If the problem was lower standards or more absences, we might expect it to concentrate among the worst performers - students more likely to be on the edge of meeting standards, or to play hooky. I looked to see if this was true, but data are too weird to draw any conclusions. Choose your poison - do you want this graph, where the high-performers have inexplicably great years from 2017 - 2019, but then return to average?

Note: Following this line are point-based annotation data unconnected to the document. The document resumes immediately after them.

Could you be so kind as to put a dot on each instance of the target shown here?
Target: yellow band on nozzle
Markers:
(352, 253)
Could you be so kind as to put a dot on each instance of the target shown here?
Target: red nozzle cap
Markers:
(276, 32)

Or this graph from Indiana, where low-performers are already in free-fall by 2019, and COVID barely even shifts the trend:
Or this graph, which makes total sense and matches my prediction, but comes from another test entirely?:
With some trepidation, I stand by the conclusion of my 2021 article, which was addressed to parents worrying about the individual decision to send their child (eg with some immune deficiency) to school after it had reopened. In this case, when they could look forward to returning to a well-functioning school and friends who were slightly ahead of them, I thought (and still think) they would eventually catch up.
I predict that what we’re seeing here is not each individual child’s learning loss multiplied across all children, but a systemic effect where something about the pandemic made schools worse - in a way that would set back even some hypothetical child who stayed in school throughout the pandemic and suffered no learning loss.
We’ll know more when we get the 2026 test results, and see scores for kids who hadn’t even started school during COVID.